Working banner (collapsed, in chat)

While the agent runs, a compact banner sits inline above the composer, "Fynd is using xyz.gpt file", with a thumbnail peek of what it's operating on. Above it, the live action trace updates in real time: each action names itself, shows its steps, cites its sources, and reports status (Done → Executing). The user never wonders "is it stuck?", the work is narrated as it happens, without leaving the conversation.

VM working view opened in split screen

Working view (opened, split screen)

Expanding the banner opens the Fynd Computer: a dedicated panel beside the chat that shows the agent's environment, the action it's running, the source or file it's acting on, and a playback bar to step through the run. Pairing the conversation with a live view of the machine turns an opaque process into something a person can watch, pause, and verify. This is the human-in-the-loop principle pushed all the way down to execution.

The pattern: collapsed ↔ opened

Like every other layer, the VM is a documented, reusable pattern with two states: collapsed (the in-chat banner, for staying in flow) and opened (the full computer view, for close inspection). Progressive disclosure again, transparency on demand, never forced. The same playback controls in both states let the user replay what the agent did, making the agent's work an auditable record rather than a one-time event.

This is the trust-through-transparency centerpiece of the system. An agent you can watch and replay is an agent you can trust with real work.

End to end

Put together, the four layers form one loop: the user makes a request, sees the agent's interpretation and reasoning, watches the work run, reviews the artifact it produces, and either extracts it or steers the agent to try again. Visibility and control at every step, that's the pattern.

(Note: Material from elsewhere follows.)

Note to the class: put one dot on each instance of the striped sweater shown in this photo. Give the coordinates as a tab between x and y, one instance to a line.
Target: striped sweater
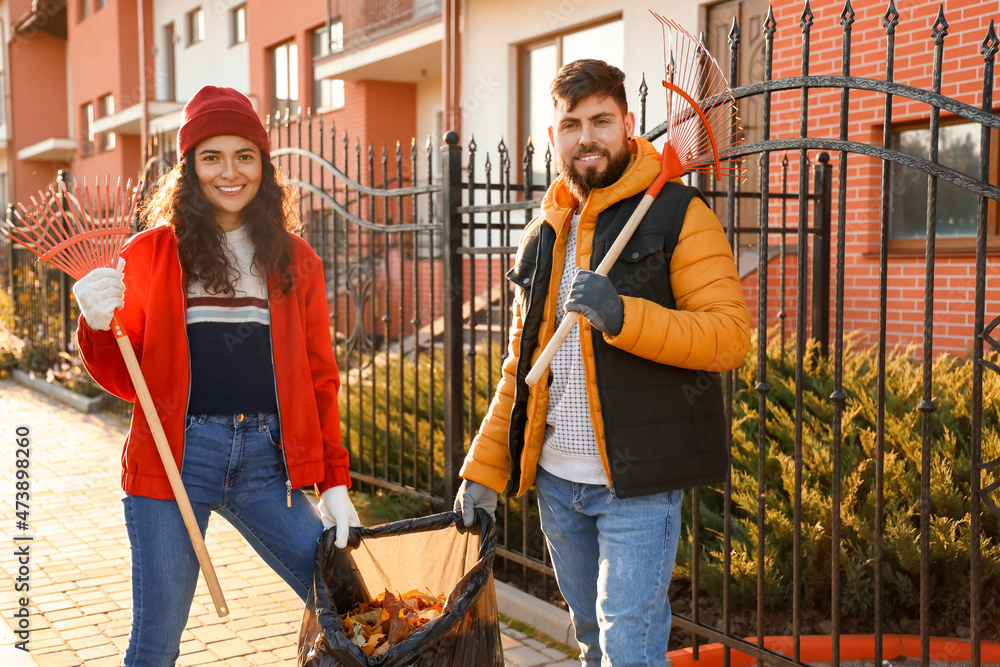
229	340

Agent loop diagram: request → interpretation → human checkpoint → execution → artifact output → extract or steer

The hardest decision wasn't visual, it was how much of the agent's mind to show. Too little and the user can't trust it; too much and the interface drowns. The answer was progressive disclosure: collapsed by default, expandable on demand, with provenance always one click away.

Designing for a non-deterministic system also reframed what "done" means. A traditional UI is correct or broken; an agent interface has to be honest about uncertainty and always leave the human a way to intervene. That principle — legible, steerable, honest, is what I'd carry into any agent product.